TEMPO.CO, Semarang – Keputusan pemerintah meneken Peraturan Pemerintah Pengganti Undang-Undang (Perpu) tentang hukuman kebiri pelaku kejahatan seksual terhadap anak ditolak lembaga swadaya masyarakat (LSM) di Jawa Tengah.
Legal Resources Center untuk Keadilan Jender dan Hak Asasi Manusia (LRC-KJHAM) Jawa Tengah yang selama ini mendampingi kasus kekerasan terhadap perempuan dan anak memprediksi kasus kekerasan seksual terhadap anak tidak akan bisa ditekan dengan bentuk hukuman kebiri.
“Kami tak setuju hukuman kebiri.

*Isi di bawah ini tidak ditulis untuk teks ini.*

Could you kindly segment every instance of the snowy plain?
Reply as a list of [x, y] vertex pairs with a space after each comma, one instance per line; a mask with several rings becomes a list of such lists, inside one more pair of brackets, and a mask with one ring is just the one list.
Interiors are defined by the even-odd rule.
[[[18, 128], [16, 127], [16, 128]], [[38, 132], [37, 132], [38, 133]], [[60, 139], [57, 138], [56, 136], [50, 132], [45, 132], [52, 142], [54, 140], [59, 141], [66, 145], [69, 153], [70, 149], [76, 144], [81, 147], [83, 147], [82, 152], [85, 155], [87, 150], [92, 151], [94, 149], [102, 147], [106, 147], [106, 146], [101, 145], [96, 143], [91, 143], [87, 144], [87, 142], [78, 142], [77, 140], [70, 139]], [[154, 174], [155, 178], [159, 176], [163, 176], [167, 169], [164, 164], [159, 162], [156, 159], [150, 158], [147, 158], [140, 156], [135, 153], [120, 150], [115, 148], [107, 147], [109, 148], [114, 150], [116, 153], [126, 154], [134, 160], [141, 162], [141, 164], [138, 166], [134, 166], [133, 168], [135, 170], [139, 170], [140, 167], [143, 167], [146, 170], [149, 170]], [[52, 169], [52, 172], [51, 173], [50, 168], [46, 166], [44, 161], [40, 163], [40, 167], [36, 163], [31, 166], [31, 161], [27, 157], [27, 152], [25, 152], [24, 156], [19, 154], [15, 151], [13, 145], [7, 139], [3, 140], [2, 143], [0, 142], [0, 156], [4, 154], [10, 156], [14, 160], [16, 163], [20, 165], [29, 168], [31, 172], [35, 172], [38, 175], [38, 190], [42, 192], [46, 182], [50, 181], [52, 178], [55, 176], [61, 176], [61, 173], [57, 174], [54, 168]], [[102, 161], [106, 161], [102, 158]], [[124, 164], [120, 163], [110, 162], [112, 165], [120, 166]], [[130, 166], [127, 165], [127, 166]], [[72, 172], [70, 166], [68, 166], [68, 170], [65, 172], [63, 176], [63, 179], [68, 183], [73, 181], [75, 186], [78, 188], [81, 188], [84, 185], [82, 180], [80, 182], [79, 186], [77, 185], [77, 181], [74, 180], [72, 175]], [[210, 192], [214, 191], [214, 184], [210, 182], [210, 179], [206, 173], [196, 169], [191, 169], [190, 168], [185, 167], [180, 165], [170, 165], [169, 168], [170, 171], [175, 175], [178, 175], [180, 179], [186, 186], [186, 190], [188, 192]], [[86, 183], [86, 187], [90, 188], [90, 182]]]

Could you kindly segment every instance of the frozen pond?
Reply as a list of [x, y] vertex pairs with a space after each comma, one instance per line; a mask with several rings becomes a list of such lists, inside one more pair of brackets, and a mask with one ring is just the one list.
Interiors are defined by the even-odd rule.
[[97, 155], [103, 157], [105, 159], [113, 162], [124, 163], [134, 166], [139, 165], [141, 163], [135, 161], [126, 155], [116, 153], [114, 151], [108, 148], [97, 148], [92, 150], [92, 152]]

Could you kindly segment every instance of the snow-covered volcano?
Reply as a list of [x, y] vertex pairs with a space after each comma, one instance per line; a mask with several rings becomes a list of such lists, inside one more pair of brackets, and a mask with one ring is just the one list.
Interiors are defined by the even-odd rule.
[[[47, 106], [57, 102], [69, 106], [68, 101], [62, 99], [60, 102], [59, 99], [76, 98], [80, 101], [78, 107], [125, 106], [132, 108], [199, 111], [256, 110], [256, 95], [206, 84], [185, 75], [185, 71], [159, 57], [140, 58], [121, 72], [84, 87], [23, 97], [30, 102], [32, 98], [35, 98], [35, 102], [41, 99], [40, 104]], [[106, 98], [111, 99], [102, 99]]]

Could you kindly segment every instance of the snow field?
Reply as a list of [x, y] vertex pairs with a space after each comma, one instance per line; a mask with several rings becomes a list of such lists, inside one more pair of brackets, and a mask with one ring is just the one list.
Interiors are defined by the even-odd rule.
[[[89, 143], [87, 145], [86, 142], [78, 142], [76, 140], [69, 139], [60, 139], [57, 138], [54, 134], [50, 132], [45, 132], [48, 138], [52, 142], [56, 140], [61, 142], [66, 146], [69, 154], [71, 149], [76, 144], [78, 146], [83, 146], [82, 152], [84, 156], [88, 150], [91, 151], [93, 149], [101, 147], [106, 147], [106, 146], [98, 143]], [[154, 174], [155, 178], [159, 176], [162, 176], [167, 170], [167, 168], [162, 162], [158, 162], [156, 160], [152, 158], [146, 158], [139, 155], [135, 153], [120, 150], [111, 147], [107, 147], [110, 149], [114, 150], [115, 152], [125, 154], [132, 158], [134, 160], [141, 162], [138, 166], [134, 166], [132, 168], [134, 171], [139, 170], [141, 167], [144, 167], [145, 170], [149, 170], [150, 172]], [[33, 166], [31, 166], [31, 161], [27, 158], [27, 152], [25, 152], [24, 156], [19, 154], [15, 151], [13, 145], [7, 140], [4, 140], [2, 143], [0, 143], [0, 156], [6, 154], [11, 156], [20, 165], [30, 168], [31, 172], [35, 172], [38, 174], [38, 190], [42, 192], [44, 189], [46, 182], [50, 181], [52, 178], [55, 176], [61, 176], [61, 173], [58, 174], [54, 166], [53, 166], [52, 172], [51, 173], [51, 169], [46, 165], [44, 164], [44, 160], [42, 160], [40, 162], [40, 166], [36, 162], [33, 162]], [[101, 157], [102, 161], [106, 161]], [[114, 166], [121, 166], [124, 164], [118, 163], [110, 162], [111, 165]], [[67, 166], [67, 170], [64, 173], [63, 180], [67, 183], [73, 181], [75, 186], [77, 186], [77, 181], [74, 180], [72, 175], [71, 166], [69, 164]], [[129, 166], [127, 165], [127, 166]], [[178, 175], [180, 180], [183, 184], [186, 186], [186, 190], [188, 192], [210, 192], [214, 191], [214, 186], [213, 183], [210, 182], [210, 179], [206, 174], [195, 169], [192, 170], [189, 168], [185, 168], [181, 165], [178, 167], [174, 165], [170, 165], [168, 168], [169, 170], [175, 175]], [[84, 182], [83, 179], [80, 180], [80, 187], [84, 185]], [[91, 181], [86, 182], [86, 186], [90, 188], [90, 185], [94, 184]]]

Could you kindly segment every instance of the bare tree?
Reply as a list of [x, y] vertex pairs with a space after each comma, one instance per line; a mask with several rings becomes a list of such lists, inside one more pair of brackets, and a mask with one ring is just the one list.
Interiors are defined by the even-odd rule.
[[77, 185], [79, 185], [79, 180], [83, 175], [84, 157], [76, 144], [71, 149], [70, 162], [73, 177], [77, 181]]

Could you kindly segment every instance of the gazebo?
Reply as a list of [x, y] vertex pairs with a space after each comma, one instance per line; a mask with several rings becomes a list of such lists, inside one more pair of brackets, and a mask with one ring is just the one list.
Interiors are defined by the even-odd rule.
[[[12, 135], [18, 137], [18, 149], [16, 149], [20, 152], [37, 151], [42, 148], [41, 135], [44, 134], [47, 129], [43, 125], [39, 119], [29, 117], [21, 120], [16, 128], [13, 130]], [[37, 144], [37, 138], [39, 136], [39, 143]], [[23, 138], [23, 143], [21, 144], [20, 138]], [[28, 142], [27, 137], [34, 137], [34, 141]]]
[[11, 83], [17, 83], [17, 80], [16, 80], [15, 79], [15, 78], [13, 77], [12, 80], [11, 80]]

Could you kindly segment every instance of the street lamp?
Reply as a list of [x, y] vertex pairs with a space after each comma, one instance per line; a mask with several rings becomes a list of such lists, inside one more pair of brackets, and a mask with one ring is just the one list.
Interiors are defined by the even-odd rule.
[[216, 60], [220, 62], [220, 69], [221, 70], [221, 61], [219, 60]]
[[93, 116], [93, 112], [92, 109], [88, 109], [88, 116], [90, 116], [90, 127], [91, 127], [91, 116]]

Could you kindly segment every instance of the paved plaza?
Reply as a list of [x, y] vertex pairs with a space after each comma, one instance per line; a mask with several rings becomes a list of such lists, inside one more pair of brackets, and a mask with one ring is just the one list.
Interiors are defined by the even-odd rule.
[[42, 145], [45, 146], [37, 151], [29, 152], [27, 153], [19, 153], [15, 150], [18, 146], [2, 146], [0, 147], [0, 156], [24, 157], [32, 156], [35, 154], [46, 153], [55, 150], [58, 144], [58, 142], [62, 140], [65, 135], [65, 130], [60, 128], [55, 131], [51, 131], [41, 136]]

Tindakan kekerasan seksual tidak hanya berasal dari alat kelamin laki-laki, tapi lebih pada cara berpikir. Kekerasan seksual bisa dilakukan dengan jari, tangan, dan lain-lain,” kata Kepala Divisi Monitoring, Informasi, dan Dokumentasi LRC-KJHAM Jawa Tengah Witi Muntari kepada Tempo di Semarang, Kamis, 26 Mei 2016.
Witi menyatakan hukuman kebiri juga melanggar hak asasi manusia karena termasuk kategori penyiksaan. Negara Indonesia juga sudah meratifikasi konvensi anti-penyiksaan. “Hukuman kebiri juga melanggar hak sipil politik individu,” kata Witi.
LRC-KJHAM mendesak pemerintah lebih mengutamakan pemulihan terhadap korban. Selama ini, kata Witi, pemulihan dan pemenuhan hak-hak perempuan korban kekerasan masih sangat kurang, terutama untuk korban kasus kekerasan seksual. “Misalnya akses korban terhadap pemulihan medis, penegakan hukum, reintegrasi, dan lain-lain,” ujarnya.
Baca juga: Heboh Hukum Kebiri, Bagaimana Bila Dilakukan dengan Jari?
Berdasarkan pantauan LRC-KJHAM, kasus kekerasan perempuan di Jawa Tengah didominasi kekerasan seksual. Misalnya, selama periode Januari hingga April 2016, di Jawa Tengah ada 226 kasus kekerasan terhadap perempuan. Dari jumlah itu, sebanyak 34,07 persen adalah kasus kekerasan seksual.
Adapun selama periode November 2014-Oktober 2015, ada 477 kasus kekerasan terhadap perempuan yang terjadi di 35 kabupaten/kota di Jawa Tengah dengan jumlah korban 1.227 perempuan. Dari 477 kasus kekerasan itu, jumlah pelakunya mencapai 712 orang karena ada beberapa kasus yang jumlah pelakunya lebih dari satu orang.
Dari 1.227 korban kekerasan terhadap perempuan, 68,38 persen korban mengalami kekerasan seksual, 16,87 persen korban mengalami kekerasan psikis, dan 14,75 persen korban mengalami kekerasan fisik.
Dari kasus itu, sebanyak 21 perempuan meninggal dunia itu karena beberapa sebab, seperti 9 perempuan meninggal dunia karena kasus buruh migran, 8 meninggal karena kasus kekerasan dalam rumah tangga (KDRT), 2 meninggal karena kasus Kekerasan dalam Pacaran (KdP), 1 meninggal karena kasus pemerkosaan, dan 1 meninggal karena kasus prostitusi.
Presiden RI Joko Widodo sudah menandatangani Perpu Nomor 1 Tahun 2016 tentang perubahan kedua atas Undang-Undang Nomor 23 Tahun 2002 tentang Perlindungan Anak.
Bekas Wali Kota Solo dan Gubernur DKI Jakarta ini menuturkan, dalam Perpu ini, diatur mengenai pidana pemberatan, pidana tambahan, dan tindakan lain bagi pelaku. Presiden Jokowi menyatakan pemberatan pidana berupa tambahan pidana sepertiga dari ancaman penjara paling singkat 10 tahun dan paling lama 20 tahun. Selain itu, ancaman hukuman seumur hidup dan hukuman mati masuk ke pemberatan pidana.
Sedangkan untuk tambahan pidana alternatif yang diatur ialah pengumuman identitas pelaku, kebiri kimia, dan pemasangan alat deteksi elektronik. Presiden mengatakan penambahan pasal itu akan memberi ruang bagi hakim untuk memutuskan hukuman seberat-beratnya. "Agar menimbulkan efek jera terhadap pelaku," ucap Jokowi.